Можно почти утвердительно сказать, что отношения этой стороны вполне сочувственны акклиматизируемому. Она не хочет знать о тех высших соображениях, которые бросили странника в ее захолустье*; она с участием смотрит на его недоумение, она жалеет его. Во-первых, как ни скудно ее собственное прошлое, но оно все-таки существует, а потому она понимает, что прошлое должно быть и у этого человека. И чем нечаяннее произошел разрыв с этим прошлым, тем он должен быть для него больнее. Во-вторых, если не совсем ловко расставаться даже с таким прошлым, в котором ничего не отыщется, кроме воспоминаний о выеденном яйце, то тем тяжелее отказаться от такого прошлого, в котором имелся интерес действительный. А что этот интерес был — это доказывается тем, что акклиматизируемый не сам от него оторвался, а нашлось нужным оторвать его от него. В-третьих, «тутошных» людей поражает то обстоятельство, что акклиматизируемый человек никак не может сразу приладиться на новом месте, не ходко идет, а все как будто озирается, нащупывает, пробует. Он делает видимые усилия, чтоб переломить себя и попасть в тон новой действительности; но напряженность этих усилий наводит на соображения очень чуткие и верные. Стало быть, размышляют обыватели, ему там лучше было, в своем-то месте, если он никак не может с своим сердцем совладать. И, сообразив это, начинают жалеть вдвое. Но есть еще и четвертая причина жаления — это темное, почти инстинктивное сознание, что и они, обыватели, суть дети той же случайности, как и сей акклиматизируемый человек, и что если эта случайность однажды швырнула к ним аэролит, то и для каждого из них может тоже прийти очередь быть аэролитом…
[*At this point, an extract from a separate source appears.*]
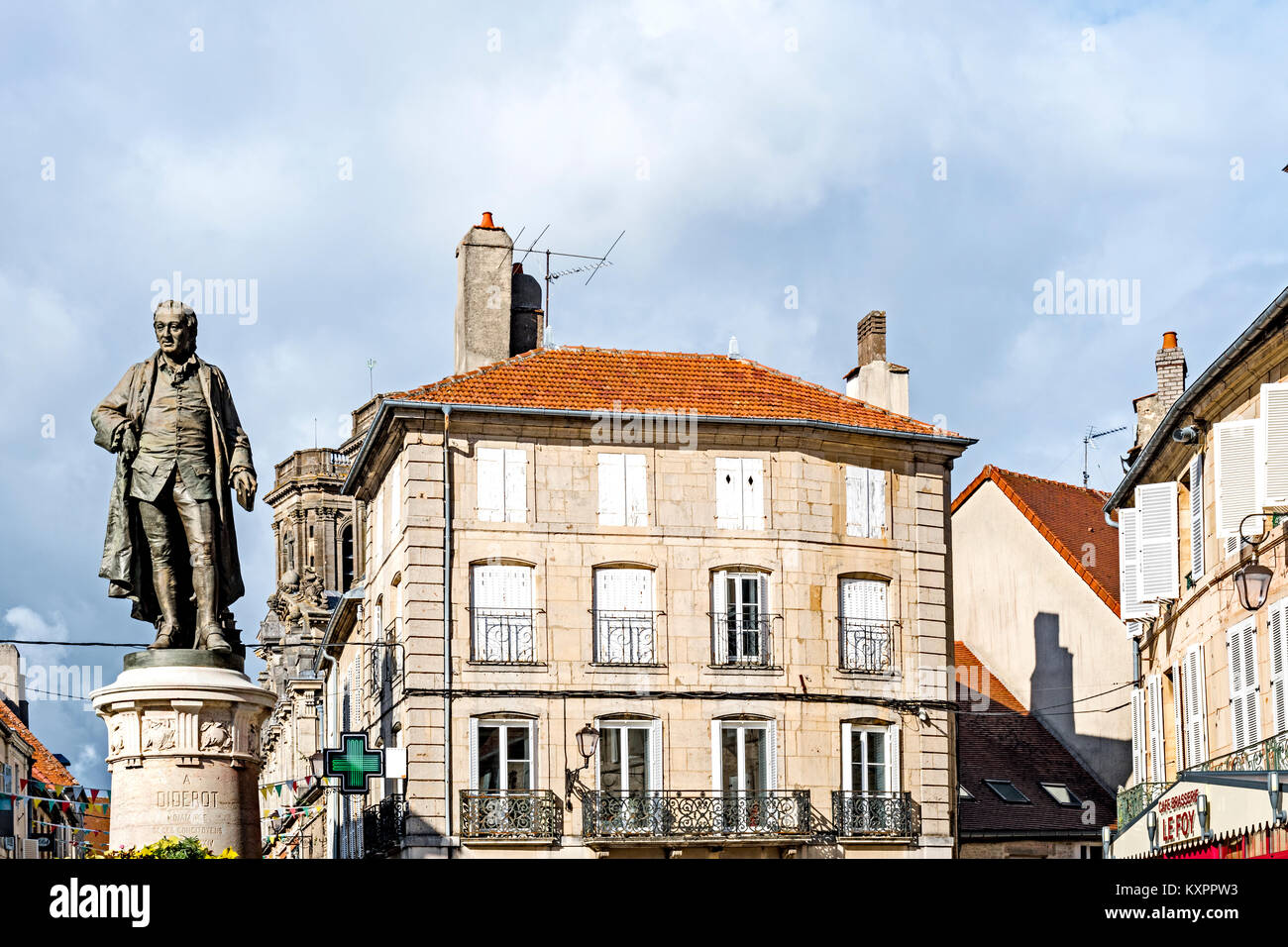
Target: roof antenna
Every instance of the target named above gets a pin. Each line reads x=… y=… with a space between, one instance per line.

— Ах ты, касатик наш! тяжко тебе поди в чужих-то людях! — хором жалеют обыватели, вдруг преисполнившись любви и соболезнованья к акклиматизируемому.
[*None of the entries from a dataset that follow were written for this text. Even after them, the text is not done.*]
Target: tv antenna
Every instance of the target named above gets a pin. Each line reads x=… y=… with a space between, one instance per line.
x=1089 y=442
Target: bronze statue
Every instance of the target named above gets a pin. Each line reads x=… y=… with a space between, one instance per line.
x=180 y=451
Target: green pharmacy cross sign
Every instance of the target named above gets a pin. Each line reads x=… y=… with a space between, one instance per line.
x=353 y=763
— Да ведь живете же вы! буду как-нибудь жить и я! — отвечает «касатик» искусственно твердым голосом.

— Где-уж тебе! мы что̀! мы люди тутошные! нам, пожалуй, и бежать-то некуда!

Этот последний довод, это горькое сознание подневольности со стороны людей, по наружности вполне свободных, охватывает душу акклиматизируемого каким-то страхом. До сей минуты он был уверен, что нет на свете хуже его положения, нет несчастия горше его несчастия. И вот оказывается, что существует несчастие более глубокое, несчастие, преследующее человека от колыбели до могилы и даже самим им признаваемое за нечто нормальное, неизбывное. Но, рядом со страхом, это открытие производит и иное явление, значительно смягчающее его, а именно: оно рождает и в другой стороне то самое жаление, о котором уже упоминалось выше. Из обывательских сердец это чувство переходит в сердце акклиматизируемого и немедленно дает живые ростки. Ни в ком и нигде он не только не видит озлобления, но даже и тени предубеждения против себя. Сам исправник, муж твердый в бедствиях, и тот, проходя мимо него, разглаживает морщины на хмуром челе и с какой-то почти ангельской улыбкой говорит:

— Что̀, молодец? поприлаживаешься? то-то! живи да оглядывайся!
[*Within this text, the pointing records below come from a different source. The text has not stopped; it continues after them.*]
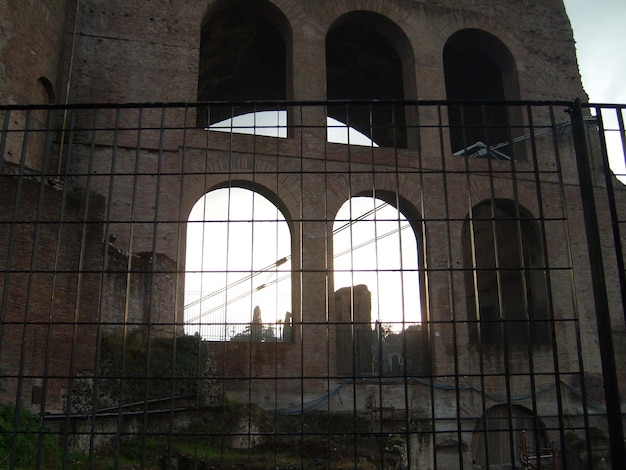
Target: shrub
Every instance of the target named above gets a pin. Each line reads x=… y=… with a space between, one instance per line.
x=31 y=440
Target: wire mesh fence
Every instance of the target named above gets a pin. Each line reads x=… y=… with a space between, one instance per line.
x=279 y=290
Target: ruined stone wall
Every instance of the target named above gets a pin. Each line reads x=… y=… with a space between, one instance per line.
x=50 y=254
x=146 y=52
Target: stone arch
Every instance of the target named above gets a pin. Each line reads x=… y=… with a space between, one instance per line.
x=221 y=324
x=380 y=311
x=505 y=282
x=505 y=435
x=245 y=55
x=368 y=56
x=479 y=67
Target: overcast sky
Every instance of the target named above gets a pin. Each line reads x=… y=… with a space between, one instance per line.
x=599 y=33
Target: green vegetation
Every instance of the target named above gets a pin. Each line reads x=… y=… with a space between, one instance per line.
x=31 y=440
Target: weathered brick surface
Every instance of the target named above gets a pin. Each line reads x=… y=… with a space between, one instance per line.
x=127 y=52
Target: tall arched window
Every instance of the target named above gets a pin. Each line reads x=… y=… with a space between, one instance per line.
x=368 y=57
x=510 y=436
x=243 y=56
x=238 y=268
x=479 y=67
x=504 y=275
x=377 y=281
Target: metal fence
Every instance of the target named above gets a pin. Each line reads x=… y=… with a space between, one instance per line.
x=279 y=290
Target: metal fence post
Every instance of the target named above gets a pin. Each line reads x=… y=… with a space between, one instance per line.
x=607 y=352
Здесь я должен, однако ж, сделать небольшую оговорку, чтобы не дать повода к более или менее злостным толкованиям, на которые так тороваты наши благонамеренные свистуны*.

Я констатирую один из далеко не мелких фактов нашей современной провинциальной жизни, и констатирую его без преувеличения. Я не говорю, что на акклиматизируемого набрасываются звери; я не заставляю его пропадать с голода и холода или изнывать под игом чересчур ревностного наблюдения. Напротив того, я ставлю его в самое благоприятное положение — в положение человека, к которому устремлены искреннейшие симпатии. Новая действительность, с которою сталкивается акклиматизируемый человек, вовсе не зубата, не кипит враждою и злобою — я охотно о том свидетельствую и заявляю. Но в то же время я говорю: есть на свете нечто более злое, нежели самые злые звери, — это ничем не восполненное чувство одиночества, это ничем не утоленная тоска сердца, оторванного от своего прошлого и не нашедшего пищи в настоящем. И нет того доброжелательства, нет тех сочувственных слов, которые могли бы помочь этому высшему горю из всех горестей, когда-либо испытываемых человеком…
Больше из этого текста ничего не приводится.